The Capitol has been pretty empty for the last week. The House and Senate have been adjourned since Wednesday, Jan. 16, so lawmakers could attend President Obama’s inauguration and honor Martin Luther King Jr. Day. But they’re finally back to work today. The Senate begins again this morning at 11 a.m. and the House meets at 10 a.m. Despite this small vacation, however, Lt. Gov. David Dewhurst did make some news, announcing his Senate committee assignments late Friday. This gave Dewhurst a five day break before facing any potential backlash from unhappy senators.
“During this session, we will be focused on balancing the budget without raising taxes, improving public education and increasing highway capacity and drinking water resources for our growing population,” Dewhurst stated in a press release attached to the assignments. “I know that our Senators are up to the challenge to keep Texas number one for decades to come.”
(Long) Weekend Headlines:
1. Since the Legislature adjourned on Wednesday, it didn’t yield much in the way of policy or decision-making last week other than passing the House rules. The Senate passed a resolution honoring the 40 years of public service that Sen. John Whitmire (D-Houston) has so far dedicated to the Legislature and spent a day paying tribute to Sen. Mario Gallegos (D-Houston), who died in October.

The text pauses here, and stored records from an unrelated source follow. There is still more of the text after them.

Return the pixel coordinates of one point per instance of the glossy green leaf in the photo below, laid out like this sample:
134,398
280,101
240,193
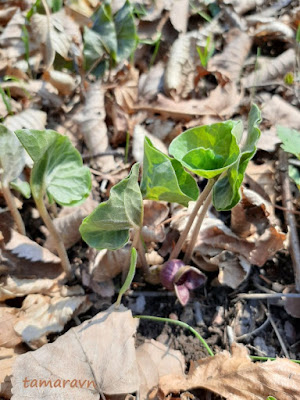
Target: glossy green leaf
290,140
126,31
57,169
165,179
226,192
12,156
107,227
208,150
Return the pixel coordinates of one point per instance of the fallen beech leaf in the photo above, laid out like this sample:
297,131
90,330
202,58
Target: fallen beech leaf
41,315
8,319
7,360
24,247
92,125
67,224
154,361
272,69
100,351
235,377
30,118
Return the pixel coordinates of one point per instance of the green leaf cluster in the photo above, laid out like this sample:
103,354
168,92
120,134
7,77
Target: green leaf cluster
111,37
57,170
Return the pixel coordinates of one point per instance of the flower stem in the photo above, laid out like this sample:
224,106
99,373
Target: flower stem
60,248
180,323
190,249
11,204
177,249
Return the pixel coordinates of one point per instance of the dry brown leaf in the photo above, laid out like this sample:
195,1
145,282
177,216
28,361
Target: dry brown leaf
230,62
8,319
23,247
235,377
179,14
276,111
272,69
28,119
154,361
41,315
139,135
100,350
7,360
67,224
92,125
62,81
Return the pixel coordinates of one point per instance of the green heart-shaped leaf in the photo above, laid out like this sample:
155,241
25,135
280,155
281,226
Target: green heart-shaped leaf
107,227
208,150
57,169
290,140
226,192
165,179
12,156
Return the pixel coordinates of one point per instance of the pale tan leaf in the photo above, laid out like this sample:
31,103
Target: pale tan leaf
7,360
67,224
24,247
154,361
179,14
41,315
28,119
12,287
235,377
8,319
62,81
100,350
274,68
230,62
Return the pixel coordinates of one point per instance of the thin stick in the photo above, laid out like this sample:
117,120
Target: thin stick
262,296
287,202
191,246
56,237
177,249
11,204
180,323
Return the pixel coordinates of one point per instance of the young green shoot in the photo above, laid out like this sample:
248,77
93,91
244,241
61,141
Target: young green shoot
58,173
179,323
12,162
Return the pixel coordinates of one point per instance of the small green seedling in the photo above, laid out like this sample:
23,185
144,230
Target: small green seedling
111,39
58,173
291,143
12,162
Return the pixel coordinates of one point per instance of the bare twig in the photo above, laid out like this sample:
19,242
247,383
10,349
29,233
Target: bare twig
263,296
287,201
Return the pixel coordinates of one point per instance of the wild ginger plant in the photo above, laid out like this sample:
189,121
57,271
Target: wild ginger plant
12,162
57,172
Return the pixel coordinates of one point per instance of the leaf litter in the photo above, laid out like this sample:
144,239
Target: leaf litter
170,83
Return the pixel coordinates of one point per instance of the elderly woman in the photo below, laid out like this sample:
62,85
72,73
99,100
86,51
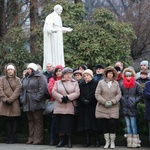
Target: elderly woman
57,76
9,105
87,123
108,95
131,96
32,96
65,92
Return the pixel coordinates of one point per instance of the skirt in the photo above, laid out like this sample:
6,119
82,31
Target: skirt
64,123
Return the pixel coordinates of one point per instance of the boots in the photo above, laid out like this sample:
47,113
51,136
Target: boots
87,139
97,140
69,141
107,140
129,140
136,141
112,138
61,141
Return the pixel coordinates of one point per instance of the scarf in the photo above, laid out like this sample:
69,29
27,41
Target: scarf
128,84
119,77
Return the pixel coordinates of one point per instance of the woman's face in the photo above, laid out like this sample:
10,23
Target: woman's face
29,71
110,75
58,73
128,78
10,72
78,76
87,77
67,76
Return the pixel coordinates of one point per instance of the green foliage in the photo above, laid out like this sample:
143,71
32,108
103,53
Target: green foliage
99,40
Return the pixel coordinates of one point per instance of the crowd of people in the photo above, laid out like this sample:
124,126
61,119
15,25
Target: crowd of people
100,98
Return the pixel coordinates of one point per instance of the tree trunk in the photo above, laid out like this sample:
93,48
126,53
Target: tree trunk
33,22
2,19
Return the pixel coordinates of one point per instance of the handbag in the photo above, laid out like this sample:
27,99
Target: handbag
76,107
49,107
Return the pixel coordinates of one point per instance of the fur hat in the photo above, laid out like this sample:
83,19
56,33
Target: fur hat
144,72
33,66
59,67
99,66
77,72
66,70
144,62
88,71
10,67
132,72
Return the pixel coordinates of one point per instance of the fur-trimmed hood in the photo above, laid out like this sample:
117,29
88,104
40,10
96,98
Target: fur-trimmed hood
5,69
111,68
128,70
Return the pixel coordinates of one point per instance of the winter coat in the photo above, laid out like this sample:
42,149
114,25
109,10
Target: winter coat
98,77
51,85
142,81
33,92
103,93
59,91
10,90
130,97
146,93
86,117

2. Yesterday Rep. Mike Villarreal (D-San Antonio) filed House Bill 596 to change the so-called “high stakes” nature of Texas’s current system of testing. According to a press release, Villarreal feels that “lawmakers in Austin face a growing movement of parents, educators and business leaders clamoring for reform of the state’s school accountability system.” Rep. Mark Strama is also trying to reform the way Texas administers standardized tests, as theObserver‘s Liz Farmer reports. And Sen. Kel Seliger also filed a testing overhaul bill yesterday. The Texas Tribune‘s Morgan Smith has the details.
Line of the Day:
“We will continue working to empower families and protect our children’s future, until the day abortion is nothing more than a tragic footnote in our nation’s history,” —Gov. Rick Perry said in a press release on Monday, the day before the 40th anniversary of Roe v. Wade.
What We’re Watching Today:
1. The Senate Finance Committee, of which there are 15 members (as of Friday’s committee assignments), meets this morning at 9 a.m. Sen. Tommy Williams (R-The Woodlands) and Sen. Juan Hinojosa (D-McAllen) are chair and vice-chair. The committee will discuss the proposed Senate budget, which appears to be on track to maintain the deep budget cuts from last session. It’s the start of what promises to be a very contentious debate over what to do with Texas’ nearly $9 billion surplus.